The idea for this thread came to me at 4am the other morning. The epidemic and distancing meant that I had been home and not working for a few weeks. Ive been waking up around 3ish. Looking for a movie to watch I came across The Rivers Edge on an HBO channel. I had seen it years ago and really liked it. I loved the acting and especially Crispin Glover. Boy, was I wrong. He criminally overacts, his accent is bizarre and his performance doesnt fit in with the ensemble of really brilliant performances. Daniel Roebuck…amazing and scary as hell. Ione Skye sexy and innocent and conflicted. Even Keanu Reeves gives a deep and masterful performance. But Glover is just terrible. I know that this is likely a minority opinion but if you have a chance to watch or re-watch this brilliant film Id like to know what others think about this film. Or any other that fit the thread title.

[/QUOTE]

Wow. Thanks for the link. It was fun in a horrible kind of way.

That was especially apparent in the beach volleyball scene.

Some not-so-great movies marred by one bad performance that come to mind:

Camille (1936)
Robert Taylor (sucks in most of his movies, imo)

A Royal Scandal (1945)
William Eythe and it’s especially conspicuous given the inordinately talented actors around him.

Bengazi (1955)
Richard Carlson and his awful “Scots” accent.

Confidential Report, a.k.a. Mr. Arkadin (1955)
Robert Arden. not sure he was ever given another leading role; I sure hope not.

Breakfast at Tiffany’s (1961)
Mickey Rooney, offensively miscast.

Lilith (1964)
Warren Beatty, unemotive in reaction to Jean Seberg’s institutionalized vixen.
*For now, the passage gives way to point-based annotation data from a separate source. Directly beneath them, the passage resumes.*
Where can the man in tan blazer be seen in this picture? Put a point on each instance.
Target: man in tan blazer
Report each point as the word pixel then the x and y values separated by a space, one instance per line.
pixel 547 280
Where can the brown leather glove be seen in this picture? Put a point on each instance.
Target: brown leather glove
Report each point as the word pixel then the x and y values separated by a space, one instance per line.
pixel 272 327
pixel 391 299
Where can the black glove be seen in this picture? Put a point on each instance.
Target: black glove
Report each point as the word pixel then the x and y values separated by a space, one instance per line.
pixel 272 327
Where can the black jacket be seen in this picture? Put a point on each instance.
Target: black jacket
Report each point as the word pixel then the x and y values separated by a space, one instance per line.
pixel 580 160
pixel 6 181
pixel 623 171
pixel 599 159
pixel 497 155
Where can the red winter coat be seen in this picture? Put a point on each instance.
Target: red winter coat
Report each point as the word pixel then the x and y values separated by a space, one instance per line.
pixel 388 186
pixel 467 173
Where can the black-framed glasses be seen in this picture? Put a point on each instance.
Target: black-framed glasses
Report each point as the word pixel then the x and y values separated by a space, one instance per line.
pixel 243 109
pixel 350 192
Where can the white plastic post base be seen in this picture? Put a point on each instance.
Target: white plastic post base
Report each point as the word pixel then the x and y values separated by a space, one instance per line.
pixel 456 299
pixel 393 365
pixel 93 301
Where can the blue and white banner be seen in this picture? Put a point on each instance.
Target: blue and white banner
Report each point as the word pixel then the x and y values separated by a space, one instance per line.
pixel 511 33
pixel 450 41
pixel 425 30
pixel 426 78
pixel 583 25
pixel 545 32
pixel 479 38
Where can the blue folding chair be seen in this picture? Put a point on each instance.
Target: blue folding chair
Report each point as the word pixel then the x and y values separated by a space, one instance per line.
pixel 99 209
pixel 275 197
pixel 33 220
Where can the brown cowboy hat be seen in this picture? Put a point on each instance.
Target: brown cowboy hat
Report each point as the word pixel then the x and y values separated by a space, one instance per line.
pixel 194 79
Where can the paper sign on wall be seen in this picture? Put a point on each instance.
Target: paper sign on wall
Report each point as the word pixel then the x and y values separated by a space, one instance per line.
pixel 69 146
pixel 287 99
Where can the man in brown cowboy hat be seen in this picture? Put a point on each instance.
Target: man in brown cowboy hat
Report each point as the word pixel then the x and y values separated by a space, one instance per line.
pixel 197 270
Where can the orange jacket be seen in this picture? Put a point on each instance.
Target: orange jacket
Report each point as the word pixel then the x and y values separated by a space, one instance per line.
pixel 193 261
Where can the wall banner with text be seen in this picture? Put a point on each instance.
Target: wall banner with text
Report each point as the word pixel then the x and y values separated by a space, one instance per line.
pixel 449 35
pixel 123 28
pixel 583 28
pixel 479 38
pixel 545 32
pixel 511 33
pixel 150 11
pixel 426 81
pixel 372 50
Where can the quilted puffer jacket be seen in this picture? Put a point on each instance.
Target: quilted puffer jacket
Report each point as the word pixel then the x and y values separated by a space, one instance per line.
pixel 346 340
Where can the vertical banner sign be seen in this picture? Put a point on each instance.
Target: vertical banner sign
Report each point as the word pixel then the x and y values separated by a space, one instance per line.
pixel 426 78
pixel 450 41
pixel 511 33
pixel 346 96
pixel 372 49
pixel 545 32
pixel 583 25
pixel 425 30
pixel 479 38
He is even worse in Shampoo (1975), a superficial performance playing a superficial character; and he is godawful in Bugsy (1991) where he actually tries to act.

The Greatest (1977)
Muhammad Ali

Salome’s Last Dance (1988)
Nikolas Grace (as Oscar the Wilde)

Hellboy (2019)
David Harbour in the title role; why didn’t they just get The Undertaker?
Most films starring Woody Allen (and not retroactively, he has always been irritating as an actor).

Not a movie but a TV miniseries. 1983’s The Winds of War. It was a sprawling, 12-hour story with a budget of #5 million, starring Robert Mitchum and filled with a cast of veteran character actors and rising newcomers. The pivotal role of Mitchum’s daughter was played by Ali McGraw. She was stunningly bad, with a chirpy demeanor and tone-deaf line readings that seemed to be lifted from a rom-com.

She was replaced in the sequel by miniseries veteran and reformed Bond Girl Jane Seymour, who understood there was a war going on around her character.

Honestly, he is not a very good actor.

But, he found his niche and he is great at those (think “John Wick”). Also, turns out he is just a super nice, stand-up guy as a person in real life. I am hard pressed to think of another actor with a reputation as just a super solid, nice guy to everyone and anyone he meets. There’s gotta be some points for that.

I just pray he never tries to do Shakespeare ever again.

I can see this and I mostly agree but since Don John was a more important character than Keaton’s offensive Dogberry I mostly forgot about Keaton in the movie.

Thankfully neither got a lot of screen time.

MGM’s 1962 remake of “Mutiny on the Bounty.” Trevor Howard a great Captain Bligh. Richard Harris a great Richard Harris. Technicolor. Ultra Panavision 70. A Bounty replica costing $750,000. On-location shooting in beautiful Tahiti. Respected Director Lewis Milestone. What could go wrong?

Brando.

The memory of Clark Gable was hard to live up to, but Brando’s hammy, foppish performance as Mr. Christian, combined with his off-screen tinkering with the script, his arrogance and utter refusal to take direction, turned what could have been an epic the likes of “Lawrence of Arabia” into a shambles. I don’t know who else could have played that role at the time, but even Jerry Lewis would have been better.

Kevin Kline in A Prairie Home Companion. I know Guy Noir is supposed to be a little bit over-the-top, but it’s like he’s in a very different movie than everybody else. And this, in a movie featuring Lindsey Lohan in mid breakdown!